Shame for Lanza that we do, essentially, bring “space and time” into the lab in a marmalade jar for analysis. We can observe relativistic effects. We can observe the warp of space-time by gravity. The picture over to the right is an example of that: look into the sky with a telescope, and you’ll see four different images of the same thing. Why? Because space-time is warped by the mass of a galaxy, and the warped spacetime essentially acts as a lens – exactly as predicted by the math of relativity.
And from there, it just gets worse. He goes into a very long-winded babble about, essentially, how time doesn’t really exist. Time is just an illusion created by our senses. And so on – typical new-agey babble that explains nothing – but that puts us squarely back and the center of the universe, where we’d like to be:
In order to account for why space and time were relative to the observer, Einstein assigned tortuous mathematical properties to an invisible, intangible entity that cannot be seen or touched.
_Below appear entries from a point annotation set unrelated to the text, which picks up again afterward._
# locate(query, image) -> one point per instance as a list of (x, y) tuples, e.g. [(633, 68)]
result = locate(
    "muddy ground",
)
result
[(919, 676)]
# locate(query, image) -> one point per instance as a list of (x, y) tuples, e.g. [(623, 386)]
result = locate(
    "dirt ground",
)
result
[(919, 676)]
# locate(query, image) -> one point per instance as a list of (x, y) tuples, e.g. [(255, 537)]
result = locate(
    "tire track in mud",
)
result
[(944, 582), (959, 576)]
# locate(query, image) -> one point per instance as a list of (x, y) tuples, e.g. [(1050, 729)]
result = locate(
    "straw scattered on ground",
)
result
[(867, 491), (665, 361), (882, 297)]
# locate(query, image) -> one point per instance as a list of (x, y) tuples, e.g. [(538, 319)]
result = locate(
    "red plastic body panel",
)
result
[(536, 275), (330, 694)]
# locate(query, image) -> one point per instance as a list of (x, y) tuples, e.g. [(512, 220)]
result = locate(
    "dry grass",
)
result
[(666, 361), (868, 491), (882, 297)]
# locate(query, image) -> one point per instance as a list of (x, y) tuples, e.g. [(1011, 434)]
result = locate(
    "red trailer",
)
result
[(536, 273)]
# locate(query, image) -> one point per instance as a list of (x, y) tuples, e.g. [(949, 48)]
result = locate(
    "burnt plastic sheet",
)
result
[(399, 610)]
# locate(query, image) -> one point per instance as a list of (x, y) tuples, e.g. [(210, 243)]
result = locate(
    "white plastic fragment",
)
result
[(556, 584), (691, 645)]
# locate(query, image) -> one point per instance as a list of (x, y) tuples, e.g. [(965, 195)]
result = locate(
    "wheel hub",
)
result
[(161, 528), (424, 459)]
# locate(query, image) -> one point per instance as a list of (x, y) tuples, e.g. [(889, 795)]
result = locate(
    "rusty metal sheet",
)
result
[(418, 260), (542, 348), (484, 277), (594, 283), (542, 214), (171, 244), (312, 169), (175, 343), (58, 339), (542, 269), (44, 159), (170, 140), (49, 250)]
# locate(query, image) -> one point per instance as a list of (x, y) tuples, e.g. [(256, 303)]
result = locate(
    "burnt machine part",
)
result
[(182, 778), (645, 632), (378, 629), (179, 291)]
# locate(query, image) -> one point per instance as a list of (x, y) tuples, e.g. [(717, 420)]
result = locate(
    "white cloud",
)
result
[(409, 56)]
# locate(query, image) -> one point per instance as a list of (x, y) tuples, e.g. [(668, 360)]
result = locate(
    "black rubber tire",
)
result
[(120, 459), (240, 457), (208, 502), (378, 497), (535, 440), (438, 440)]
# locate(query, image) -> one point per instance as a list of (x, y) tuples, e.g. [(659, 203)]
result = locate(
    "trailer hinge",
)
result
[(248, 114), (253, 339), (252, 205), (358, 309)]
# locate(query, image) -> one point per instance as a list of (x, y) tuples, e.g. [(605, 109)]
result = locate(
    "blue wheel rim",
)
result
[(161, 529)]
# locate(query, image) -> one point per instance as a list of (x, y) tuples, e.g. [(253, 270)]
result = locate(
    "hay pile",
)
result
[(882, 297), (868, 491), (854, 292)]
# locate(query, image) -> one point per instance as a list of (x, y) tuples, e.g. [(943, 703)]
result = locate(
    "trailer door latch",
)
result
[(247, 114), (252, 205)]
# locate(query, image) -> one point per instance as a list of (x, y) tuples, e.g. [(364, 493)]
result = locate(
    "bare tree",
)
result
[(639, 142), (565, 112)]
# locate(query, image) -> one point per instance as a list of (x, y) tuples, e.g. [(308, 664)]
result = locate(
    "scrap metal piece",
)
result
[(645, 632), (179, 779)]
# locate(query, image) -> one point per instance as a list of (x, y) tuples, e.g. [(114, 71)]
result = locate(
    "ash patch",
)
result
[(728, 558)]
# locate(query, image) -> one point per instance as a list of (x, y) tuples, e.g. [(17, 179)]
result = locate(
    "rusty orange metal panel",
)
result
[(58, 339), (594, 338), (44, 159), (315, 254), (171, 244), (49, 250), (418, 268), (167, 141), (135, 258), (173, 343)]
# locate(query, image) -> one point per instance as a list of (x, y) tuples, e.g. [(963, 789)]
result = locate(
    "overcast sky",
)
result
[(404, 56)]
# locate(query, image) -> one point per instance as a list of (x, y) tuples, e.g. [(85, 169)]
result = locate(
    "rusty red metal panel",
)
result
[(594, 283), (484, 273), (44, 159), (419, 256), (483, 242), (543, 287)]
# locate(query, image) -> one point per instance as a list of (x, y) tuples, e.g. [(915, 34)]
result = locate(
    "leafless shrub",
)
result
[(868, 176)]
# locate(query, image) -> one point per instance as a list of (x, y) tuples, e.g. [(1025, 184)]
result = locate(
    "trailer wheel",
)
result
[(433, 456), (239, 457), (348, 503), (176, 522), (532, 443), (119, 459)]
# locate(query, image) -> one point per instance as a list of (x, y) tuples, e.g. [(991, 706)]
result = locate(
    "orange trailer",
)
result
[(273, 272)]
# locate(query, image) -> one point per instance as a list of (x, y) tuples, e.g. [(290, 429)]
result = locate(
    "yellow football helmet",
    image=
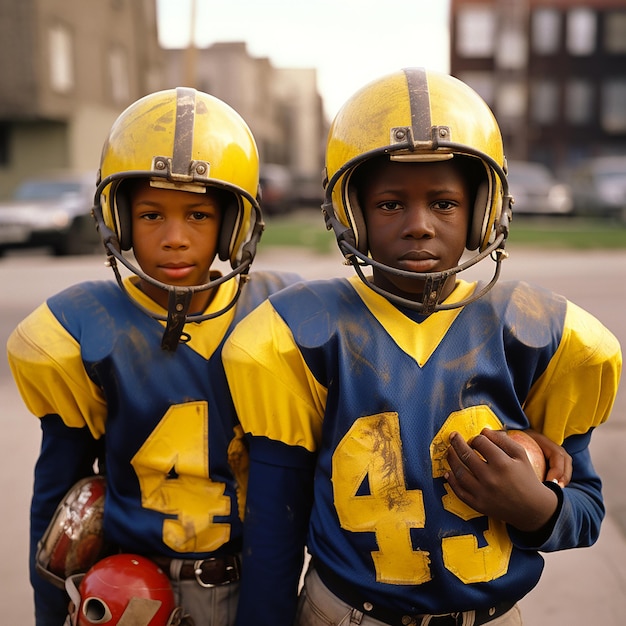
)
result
[(416, 115), (187, 140)]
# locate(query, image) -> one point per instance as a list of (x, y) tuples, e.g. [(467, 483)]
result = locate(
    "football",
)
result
[(533, 450)]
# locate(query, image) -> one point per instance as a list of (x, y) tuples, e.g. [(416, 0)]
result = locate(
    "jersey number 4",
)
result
[(371, 496), (173, 471)]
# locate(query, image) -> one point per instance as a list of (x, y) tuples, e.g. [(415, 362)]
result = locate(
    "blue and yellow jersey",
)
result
[(175, 462), (373, 392)]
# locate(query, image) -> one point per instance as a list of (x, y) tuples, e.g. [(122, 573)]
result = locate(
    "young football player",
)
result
[(131, 373), (377, 430)]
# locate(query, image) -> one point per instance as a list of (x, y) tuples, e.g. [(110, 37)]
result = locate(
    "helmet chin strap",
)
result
[(433, 282), (179, 298)]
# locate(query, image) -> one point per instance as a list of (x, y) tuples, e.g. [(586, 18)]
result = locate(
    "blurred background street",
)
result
[(578, 588)]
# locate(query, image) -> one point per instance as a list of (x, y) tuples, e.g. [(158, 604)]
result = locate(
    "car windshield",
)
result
[(519, 172), (611, 174), (46, 189)]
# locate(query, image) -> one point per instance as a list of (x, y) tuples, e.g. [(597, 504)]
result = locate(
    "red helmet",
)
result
[(123, 589)]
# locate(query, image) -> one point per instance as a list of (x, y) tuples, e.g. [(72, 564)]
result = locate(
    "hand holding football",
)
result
[(533, 450)]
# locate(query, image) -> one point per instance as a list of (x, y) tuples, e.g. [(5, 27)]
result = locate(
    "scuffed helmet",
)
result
[(416, 115), (123, 589)]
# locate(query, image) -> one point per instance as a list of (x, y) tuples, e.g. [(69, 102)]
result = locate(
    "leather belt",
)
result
[(352, 597), (209, 572)]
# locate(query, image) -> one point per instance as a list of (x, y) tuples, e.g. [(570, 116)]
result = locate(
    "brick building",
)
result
[(553, 71)]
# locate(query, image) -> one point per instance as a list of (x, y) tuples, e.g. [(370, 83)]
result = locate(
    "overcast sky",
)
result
[(349, 42)]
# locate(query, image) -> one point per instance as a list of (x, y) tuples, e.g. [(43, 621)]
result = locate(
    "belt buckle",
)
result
[(197, 570)]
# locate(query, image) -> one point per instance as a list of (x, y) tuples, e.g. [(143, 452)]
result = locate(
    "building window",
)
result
[(476, 30), (612, 110), (581, 31), (482, 83), (544, 101), (545, 31), (118, 67), (511, 100), (61, 58), (615, 32), (578, 101), (5, 143)]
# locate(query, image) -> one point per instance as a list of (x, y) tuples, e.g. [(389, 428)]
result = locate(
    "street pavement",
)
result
[(578, 588)]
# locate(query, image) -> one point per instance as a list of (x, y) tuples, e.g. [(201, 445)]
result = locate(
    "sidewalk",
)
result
[(582, 587)]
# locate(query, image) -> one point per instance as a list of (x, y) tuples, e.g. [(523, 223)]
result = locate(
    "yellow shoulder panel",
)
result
[(49, 373), (271, 386)]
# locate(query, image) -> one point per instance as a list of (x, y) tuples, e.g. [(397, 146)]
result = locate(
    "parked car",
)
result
[(536, 190), (52, 211), (276, 188), (599, 186)]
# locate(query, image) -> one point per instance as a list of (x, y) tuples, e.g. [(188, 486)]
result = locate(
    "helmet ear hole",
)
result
[(96, 611), (120, 199), (230, 225), (475, 232)]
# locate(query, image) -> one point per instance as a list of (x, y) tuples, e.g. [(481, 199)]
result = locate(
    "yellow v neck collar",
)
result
[(417, 339)]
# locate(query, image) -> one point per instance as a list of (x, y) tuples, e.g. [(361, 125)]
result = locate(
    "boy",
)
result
[(377, 433), (133, 376)]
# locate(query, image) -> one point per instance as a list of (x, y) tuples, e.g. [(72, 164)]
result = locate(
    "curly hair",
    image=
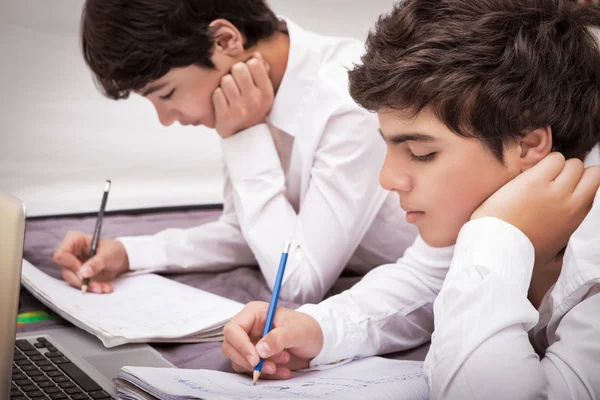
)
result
[(489, 69), (129, 43)]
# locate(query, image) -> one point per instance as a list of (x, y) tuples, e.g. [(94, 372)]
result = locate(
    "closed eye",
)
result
[(424, 158)]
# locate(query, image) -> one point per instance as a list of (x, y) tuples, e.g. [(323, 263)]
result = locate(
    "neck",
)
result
[(275, 50)]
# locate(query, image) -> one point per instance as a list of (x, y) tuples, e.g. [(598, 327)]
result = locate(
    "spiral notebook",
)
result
[(370, 378), (144, 308)]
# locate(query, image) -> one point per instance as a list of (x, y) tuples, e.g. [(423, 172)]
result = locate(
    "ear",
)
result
[(535, 146), (227, 39)]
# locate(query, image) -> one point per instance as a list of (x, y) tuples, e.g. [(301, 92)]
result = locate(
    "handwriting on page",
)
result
[(140, 306), (375, 378)]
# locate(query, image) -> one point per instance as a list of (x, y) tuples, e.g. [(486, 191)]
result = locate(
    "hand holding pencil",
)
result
[(290, 342), (78, 259)]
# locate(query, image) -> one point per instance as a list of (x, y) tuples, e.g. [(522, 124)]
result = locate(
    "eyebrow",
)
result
[(152, 89), (407, 137)]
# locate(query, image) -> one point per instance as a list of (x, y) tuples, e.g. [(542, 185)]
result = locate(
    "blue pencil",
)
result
[(273, 304)]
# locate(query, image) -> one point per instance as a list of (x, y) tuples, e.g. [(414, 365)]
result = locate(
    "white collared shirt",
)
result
[(487, 334), (318, 188)]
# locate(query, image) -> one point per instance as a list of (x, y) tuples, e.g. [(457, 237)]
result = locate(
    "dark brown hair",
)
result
[(490, 69), (129, 43)]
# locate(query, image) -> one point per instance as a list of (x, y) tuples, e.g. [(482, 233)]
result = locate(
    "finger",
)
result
[(71, 278), (230, 89), (237, 337), (548, 168), (260, 75), (277, 340), (220, 104), (280, 372), (587, 188), (106, 287), (569, 177), (66, 252), (91, 267), (243, 78)]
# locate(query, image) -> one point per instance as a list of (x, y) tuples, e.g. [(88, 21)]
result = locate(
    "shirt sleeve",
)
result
[(340, 203), (481, 347), (390, 309), (214, 246)]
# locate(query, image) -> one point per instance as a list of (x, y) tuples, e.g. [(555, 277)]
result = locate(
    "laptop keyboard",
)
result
[(40, 372)]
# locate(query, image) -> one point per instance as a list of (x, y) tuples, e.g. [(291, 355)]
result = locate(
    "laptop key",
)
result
[(80, 396), (73, 390), (101, 394), (40, 378), (80, 377), (34, 372), (24, 345)]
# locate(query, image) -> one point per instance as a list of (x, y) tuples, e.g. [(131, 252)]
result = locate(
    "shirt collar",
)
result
[(297, 83)]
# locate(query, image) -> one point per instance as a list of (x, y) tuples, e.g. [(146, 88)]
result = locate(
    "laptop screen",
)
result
[(12, 238)]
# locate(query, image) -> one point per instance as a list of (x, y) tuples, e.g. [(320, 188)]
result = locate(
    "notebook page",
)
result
[(374, 377), (144, 306)]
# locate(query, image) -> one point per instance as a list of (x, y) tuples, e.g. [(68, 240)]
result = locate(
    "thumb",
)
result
[(277, 340), (91, 267)]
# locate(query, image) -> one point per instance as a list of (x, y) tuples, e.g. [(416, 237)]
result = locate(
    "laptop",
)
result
[(63, 363)]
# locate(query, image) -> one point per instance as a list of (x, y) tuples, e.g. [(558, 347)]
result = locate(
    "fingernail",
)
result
[(85, 272), (263, 349), (252, 360)]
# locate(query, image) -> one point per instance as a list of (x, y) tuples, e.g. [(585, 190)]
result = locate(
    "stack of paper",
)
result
[(142, 308), (369, 378)]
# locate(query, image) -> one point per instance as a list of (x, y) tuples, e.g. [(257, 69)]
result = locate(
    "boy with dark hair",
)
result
[(300, 156), (479, 102)]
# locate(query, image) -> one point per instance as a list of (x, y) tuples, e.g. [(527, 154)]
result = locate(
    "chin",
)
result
[(438, 238)]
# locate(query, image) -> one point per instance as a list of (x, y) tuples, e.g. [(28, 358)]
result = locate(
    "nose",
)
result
[(394, 175)]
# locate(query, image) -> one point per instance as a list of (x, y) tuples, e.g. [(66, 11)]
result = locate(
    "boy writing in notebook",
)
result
[(477, 100), (301, 158)]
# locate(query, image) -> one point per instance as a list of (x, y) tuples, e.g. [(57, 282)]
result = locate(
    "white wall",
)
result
[(60, 139)]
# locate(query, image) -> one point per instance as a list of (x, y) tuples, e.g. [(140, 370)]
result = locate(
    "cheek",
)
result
[(458, 193)]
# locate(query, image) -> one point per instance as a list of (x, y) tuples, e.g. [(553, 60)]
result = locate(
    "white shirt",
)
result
[(486, 330), (318, 188)]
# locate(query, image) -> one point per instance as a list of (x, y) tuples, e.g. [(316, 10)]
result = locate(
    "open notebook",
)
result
[(369, 378), (142, 308)]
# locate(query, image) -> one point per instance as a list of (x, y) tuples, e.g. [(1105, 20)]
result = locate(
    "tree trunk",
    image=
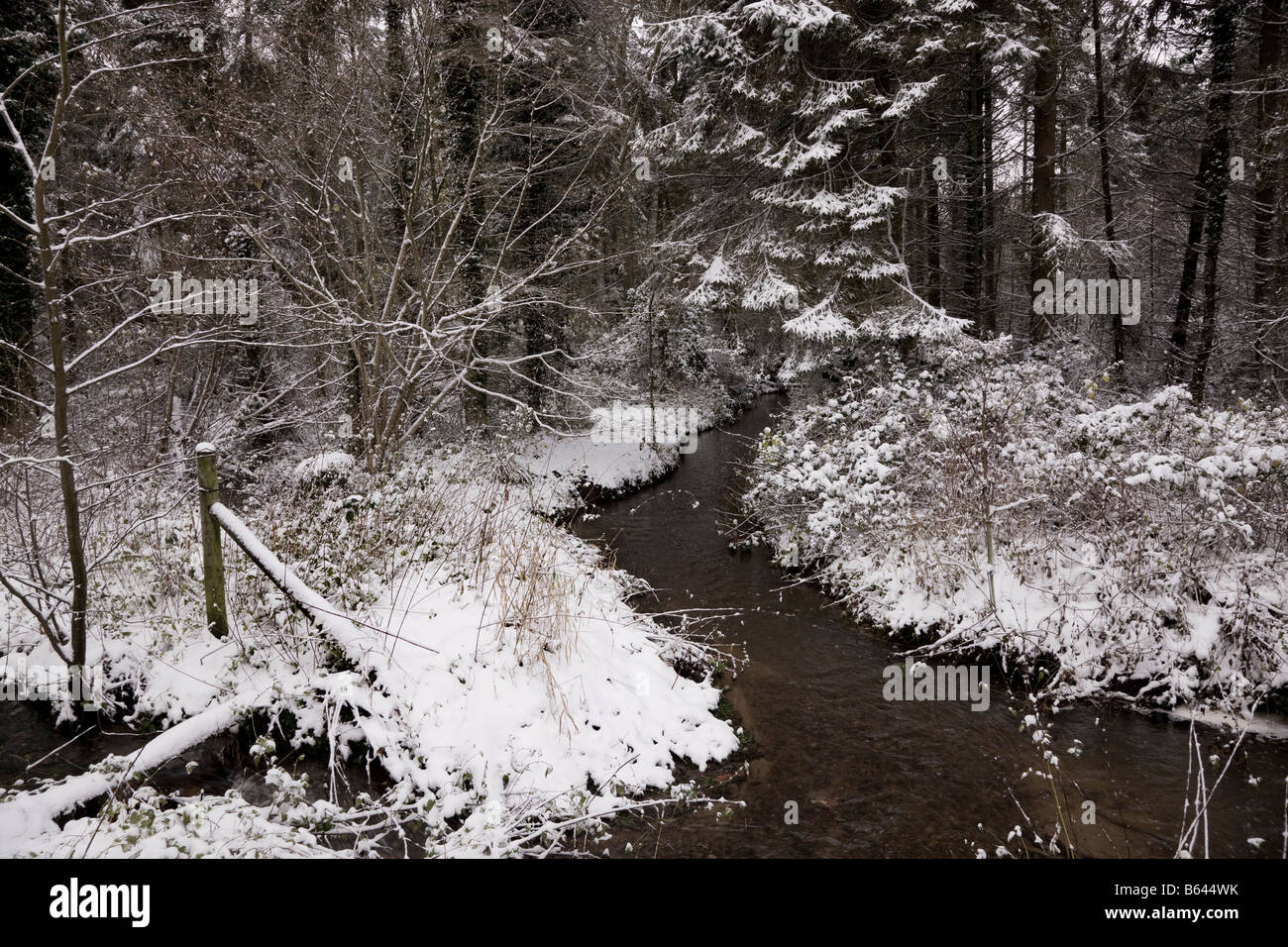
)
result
[(1044, 81)]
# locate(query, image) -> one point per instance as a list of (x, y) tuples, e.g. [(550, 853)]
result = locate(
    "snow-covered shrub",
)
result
[(1137, 548)]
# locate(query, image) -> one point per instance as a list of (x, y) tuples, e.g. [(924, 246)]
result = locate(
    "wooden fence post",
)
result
[(211, 552)]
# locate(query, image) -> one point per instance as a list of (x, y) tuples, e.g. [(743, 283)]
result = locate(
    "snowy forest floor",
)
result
[(1095, 540), (493, 668)]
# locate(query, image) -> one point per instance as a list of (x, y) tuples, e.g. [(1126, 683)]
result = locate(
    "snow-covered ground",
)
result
[(477, 651), (1132, 549)]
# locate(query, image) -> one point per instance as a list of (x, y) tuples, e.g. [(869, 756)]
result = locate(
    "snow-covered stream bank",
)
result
[(492, 669), (875, 777), (835, 768)]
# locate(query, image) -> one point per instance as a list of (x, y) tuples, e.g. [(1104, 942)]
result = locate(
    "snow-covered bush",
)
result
[(1136, 548)]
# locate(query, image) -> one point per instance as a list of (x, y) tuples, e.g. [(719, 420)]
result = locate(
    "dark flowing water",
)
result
[(879, 779), (868, 777)]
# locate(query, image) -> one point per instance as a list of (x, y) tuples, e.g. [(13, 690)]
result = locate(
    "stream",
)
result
[(867, 777), (877, 779)]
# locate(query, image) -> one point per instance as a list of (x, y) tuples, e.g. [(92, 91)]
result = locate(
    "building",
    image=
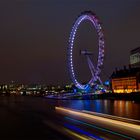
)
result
[(126, 80), (135, 57)]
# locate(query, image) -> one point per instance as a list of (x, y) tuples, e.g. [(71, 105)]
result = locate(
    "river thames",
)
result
[(25, 117)]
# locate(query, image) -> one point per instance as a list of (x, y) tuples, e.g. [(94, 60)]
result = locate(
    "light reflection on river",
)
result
[(122, 108)]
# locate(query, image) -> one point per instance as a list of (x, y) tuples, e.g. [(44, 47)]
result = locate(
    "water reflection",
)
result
[(120, 108)]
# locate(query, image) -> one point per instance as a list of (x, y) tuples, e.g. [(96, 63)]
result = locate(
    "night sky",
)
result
[(34, 38)]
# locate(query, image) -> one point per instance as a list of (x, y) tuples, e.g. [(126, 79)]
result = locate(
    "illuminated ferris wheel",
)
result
[(95, 70)]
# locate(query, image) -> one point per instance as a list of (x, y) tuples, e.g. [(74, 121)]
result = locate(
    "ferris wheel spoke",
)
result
[(95, 71)]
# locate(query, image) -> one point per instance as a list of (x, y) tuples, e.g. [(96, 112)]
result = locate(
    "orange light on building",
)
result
[(124, 85)]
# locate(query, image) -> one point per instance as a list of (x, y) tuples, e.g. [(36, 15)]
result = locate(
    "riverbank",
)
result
[(111, 96)]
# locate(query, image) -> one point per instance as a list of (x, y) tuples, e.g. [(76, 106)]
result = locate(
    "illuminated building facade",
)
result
[(126, 80), (135, 57)]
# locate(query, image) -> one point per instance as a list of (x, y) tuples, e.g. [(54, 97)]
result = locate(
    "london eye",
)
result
[(95, 70)]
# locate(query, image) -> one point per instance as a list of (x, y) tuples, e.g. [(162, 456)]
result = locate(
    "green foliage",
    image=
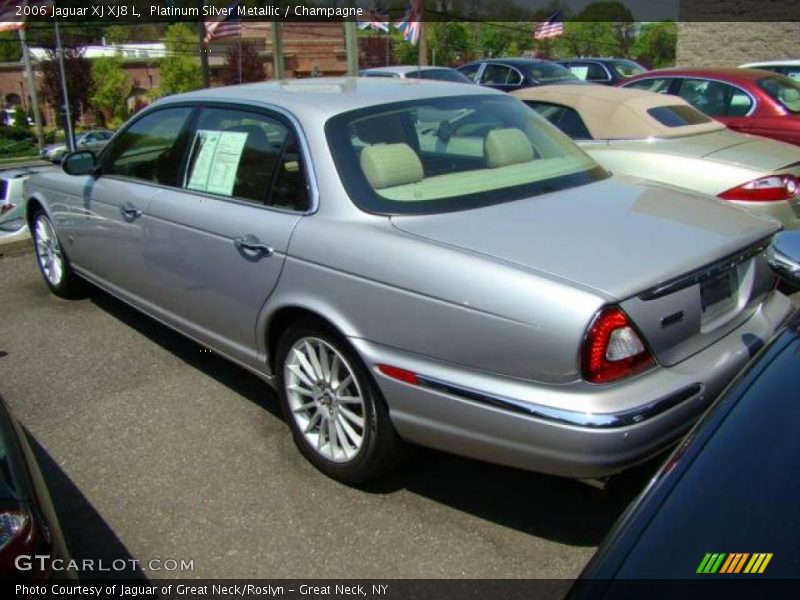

This folly continues with the advent of quantum mechanics. Despite the central role of the observer in this theory–extending it from space and time to the very properties of matter itself–scientists still dismiss the observer as an inconvenience to their theories. It has been proven experimentally that when studying subatomic particles, the observer actually alters and determines what is perceived. The work of the observer is hopelessly entangled in that which he is attempting to observe. An electron turns out to be both a particle and a wave. But how and where such a particle will be located remains entirely dependent upon the very act of observation.
See what I mean? Every time math comes up, Lanza goes off into a rant about how, because he doesn’t understand it, the math must not make sense. And then he compounds it by throwing in yet more ignorant babble about quantum physics and uncertainty. Hey, Bob! “Observation” in quantum theory isn’t talking about you! The collapse of a quantum waveform due to observation does not require an intelligent observer. Consciousness has nothing to do with it. Math does. Just because you’re incapable of comprehending the math doesn’t mean that you get to arbitrary replace it with something you like better.
Bleh. I can’t handle any more of this dreck. It’s just more of the same, on, and on, and on – all of it ultimately reducible to: “I don’t understand math, so anything that uses it must be nonsense; and since I think that I’m the center of the universe, anything that contradicts that must be wrong. So I’ll just replace it all with my own solipsistic nonsense, which must be right, because I understand it.”